Given the avidity with which institutions are piling into European Internet/IT/telecoms funds and with the calibre and sector experience of Powlick, Grierson and Marquardt, informed observers do not anticipate that the spectre of Ionica – a big loss, but a rare one for Doughty Hanson – will cast much of a shadow over the new fund raising.

Nor does it appear that a clutch of departures at the beginning of this year is likely significantly to affect the firm going forward. Partner Kevin Comolli, who was reportedly involved in initial groundwork for the European technology offering, is said to have cited personal reasons’ for his departure from the firm. Huw Phillips and Marc Strobel, recent hires from CSFB, are also moving on. Market commentators have been quick to posit dissatisfaction with the Doughty Hanson remuneration structure as the principal cause for their departure, but it would have been more surprising had they not – speculation regarding the proportion of rewards that goes to founders Nigel Doughty and Richard Hanson is a favourite industry pastime.

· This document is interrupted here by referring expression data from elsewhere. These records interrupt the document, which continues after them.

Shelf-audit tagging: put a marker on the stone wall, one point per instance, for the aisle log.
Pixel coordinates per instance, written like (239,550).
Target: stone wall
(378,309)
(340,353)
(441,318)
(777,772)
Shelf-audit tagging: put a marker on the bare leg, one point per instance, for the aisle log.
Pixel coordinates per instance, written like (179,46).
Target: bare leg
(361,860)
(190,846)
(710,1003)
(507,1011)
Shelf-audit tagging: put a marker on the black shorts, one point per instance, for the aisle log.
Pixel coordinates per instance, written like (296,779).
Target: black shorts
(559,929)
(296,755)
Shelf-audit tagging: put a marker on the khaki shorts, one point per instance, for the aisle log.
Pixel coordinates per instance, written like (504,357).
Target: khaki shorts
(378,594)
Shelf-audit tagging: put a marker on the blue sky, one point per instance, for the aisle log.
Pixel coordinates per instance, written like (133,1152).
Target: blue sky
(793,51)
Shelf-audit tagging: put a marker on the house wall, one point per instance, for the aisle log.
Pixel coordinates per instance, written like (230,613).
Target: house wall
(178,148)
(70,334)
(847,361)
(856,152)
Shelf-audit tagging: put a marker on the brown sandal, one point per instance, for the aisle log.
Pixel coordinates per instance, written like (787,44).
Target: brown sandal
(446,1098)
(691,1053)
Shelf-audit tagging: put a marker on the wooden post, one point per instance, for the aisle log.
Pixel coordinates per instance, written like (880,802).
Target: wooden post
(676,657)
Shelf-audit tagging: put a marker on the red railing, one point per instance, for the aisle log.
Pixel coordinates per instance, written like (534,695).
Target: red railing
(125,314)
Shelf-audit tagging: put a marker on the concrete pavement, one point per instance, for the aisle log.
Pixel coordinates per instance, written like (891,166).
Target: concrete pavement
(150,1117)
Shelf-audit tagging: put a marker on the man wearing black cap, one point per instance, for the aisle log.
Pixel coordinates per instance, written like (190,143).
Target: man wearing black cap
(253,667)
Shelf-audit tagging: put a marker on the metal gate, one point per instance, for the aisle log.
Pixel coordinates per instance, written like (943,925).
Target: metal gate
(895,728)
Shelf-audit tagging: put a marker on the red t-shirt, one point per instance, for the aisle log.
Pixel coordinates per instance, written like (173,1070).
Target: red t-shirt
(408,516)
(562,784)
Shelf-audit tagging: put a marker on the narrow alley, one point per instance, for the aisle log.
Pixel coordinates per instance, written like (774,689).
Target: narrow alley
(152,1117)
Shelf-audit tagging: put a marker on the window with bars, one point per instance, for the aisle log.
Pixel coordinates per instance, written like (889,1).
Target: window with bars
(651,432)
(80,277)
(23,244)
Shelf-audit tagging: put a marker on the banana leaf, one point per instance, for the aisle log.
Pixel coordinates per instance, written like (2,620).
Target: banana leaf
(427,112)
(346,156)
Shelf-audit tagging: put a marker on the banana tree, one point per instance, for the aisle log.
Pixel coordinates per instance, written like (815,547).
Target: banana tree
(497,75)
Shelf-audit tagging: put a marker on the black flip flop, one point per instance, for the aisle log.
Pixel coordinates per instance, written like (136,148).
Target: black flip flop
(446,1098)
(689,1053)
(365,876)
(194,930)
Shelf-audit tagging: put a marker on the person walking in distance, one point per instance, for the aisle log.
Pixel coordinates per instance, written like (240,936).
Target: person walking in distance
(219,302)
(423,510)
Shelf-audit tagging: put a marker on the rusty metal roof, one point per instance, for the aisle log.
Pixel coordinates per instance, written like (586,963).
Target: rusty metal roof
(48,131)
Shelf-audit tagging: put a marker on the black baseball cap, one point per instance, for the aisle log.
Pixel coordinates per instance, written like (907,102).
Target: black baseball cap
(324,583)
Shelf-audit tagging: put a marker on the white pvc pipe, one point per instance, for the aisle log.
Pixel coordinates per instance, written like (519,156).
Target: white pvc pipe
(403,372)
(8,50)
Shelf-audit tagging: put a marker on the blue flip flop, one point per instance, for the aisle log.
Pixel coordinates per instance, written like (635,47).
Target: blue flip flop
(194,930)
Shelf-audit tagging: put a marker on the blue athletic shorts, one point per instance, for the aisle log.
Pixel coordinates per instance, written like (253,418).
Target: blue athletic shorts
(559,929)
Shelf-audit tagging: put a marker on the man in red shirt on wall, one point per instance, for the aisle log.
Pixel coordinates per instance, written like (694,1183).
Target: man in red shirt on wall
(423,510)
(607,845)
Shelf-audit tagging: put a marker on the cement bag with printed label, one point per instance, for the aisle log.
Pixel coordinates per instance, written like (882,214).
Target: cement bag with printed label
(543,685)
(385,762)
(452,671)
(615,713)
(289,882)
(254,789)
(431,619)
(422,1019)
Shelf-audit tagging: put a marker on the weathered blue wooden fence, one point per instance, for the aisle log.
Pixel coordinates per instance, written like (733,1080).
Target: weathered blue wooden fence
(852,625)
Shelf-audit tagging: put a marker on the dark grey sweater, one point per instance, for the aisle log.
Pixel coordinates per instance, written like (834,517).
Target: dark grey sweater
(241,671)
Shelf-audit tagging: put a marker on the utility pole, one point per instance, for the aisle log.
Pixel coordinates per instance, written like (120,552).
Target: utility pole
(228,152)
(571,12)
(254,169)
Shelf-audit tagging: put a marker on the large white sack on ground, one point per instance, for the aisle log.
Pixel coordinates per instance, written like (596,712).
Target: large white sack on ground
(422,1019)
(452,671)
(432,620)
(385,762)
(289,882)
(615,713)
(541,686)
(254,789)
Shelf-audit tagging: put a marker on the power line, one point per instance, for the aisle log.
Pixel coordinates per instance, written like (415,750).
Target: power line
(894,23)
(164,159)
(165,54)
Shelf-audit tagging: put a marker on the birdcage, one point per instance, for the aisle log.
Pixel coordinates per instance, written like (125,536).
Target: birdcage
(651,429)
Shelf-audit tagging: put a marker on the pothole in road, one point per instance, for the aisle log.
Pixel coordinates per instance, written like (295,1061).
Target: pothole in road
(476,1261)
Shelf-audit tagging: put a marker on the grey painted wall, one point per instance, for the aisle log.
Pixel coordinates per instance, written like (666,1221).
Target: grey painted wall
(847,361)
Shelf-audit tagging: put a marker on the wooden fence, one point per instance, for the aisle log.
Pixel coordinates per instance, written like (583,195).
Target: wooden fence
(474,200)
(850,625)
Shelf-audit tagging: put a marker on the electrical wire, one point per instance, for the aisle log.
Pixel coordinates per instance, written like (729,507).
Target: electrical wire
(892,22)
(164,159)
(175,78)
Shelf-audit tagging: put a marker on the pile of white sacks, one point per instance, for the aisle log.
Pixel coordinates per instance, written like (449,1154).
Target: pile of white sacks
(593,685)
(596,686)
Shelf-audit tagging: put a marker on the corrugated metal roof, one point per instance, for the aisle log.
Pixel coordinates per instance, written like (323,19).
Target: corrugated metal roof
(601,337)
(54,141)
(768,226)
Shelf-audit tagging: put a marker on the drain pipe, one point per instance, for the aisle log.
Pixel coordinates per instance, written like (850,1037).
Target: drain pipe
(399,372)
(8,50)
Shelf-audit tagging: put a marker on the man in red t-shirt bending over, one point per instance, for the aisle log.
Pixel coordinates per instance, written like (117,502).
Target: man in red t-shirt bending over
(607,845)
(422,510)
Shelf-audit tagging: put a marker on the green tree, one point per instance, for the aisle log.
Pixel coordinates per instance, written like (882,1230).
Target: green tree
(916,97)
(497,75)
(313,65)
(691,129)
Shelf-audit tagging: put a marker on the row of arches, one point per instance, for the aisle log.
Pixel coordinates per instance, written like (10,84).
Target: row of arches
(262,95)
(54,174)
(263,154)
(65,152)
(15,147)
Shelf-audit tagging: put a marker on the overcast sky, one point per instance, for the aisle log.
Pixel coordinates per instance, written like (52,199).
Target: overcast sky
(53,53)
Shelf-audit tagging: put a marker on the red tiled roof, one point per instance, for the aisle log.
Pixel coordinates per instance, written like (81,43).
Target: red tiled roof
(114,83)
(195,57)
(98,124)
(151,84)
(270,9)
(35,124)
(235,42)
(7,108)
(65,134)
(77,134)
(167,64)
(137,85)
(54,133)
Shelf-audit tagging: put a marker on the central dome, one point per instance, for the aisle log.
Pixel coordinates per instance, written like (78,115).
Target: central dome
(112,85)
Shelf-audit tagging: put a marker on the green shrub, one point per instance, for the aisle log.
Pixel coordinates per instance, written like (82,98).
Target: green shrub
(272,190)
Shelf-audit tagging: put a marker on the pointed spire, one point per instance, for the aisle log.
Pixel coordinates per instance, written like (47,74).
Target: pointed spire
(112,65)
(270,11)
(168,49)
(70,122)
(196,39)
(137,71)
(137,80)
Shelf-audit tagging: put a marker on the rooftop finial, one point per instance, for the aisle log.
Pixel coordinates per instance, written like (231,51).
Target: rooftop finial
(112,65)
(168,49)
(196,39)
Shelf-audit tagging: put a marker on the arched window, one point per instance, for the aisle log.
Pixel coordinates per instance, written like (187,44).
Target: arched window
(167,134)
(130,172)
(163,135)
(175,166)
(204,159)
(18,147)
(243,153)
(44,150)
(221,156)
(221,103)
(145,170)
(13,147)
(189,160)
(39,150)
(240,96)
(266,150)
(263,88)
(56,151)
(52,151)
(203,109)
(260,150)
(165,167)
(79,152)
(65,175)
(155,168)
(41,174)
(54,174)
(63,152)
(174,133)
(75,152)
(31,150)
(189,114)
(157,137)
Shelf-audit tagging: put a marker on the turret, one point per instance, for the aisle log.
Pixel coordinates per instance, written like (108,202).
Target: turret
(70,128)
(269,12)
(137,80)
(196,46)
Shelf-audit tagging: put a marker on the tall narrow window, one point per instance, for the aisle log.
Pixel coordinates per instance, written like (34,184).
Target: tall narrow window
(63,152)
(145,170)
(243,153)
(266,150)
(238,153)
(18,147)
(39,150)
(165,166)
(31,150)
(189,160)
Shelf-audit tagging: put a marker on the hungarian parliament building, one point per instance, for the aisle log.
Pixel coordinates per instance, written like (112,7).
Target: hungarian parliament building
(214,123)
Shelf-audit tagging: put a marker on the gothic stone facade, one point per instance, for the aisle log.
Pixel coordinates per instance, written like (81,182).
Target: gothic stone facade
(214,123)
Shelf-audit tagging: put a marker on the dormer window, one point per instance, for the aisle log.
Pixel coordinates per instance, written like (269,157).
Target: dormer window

Doughty Hanson’s decision to launch a dedicated technology fund marks a further step in its transformation from plain – though far from simple – buyout house to diversified alternative investment management group. Last year, the firm launched the $700 million Doughty Hanson Real Estate Fund, to be managed by a discrete team of real estate investment professionals. By adding further strings to its alternatives bow, Doughty Hanson is following in the footsteps of leading US players such as The Blackstone Group, The Carlyle Group and TH Lee Putnam.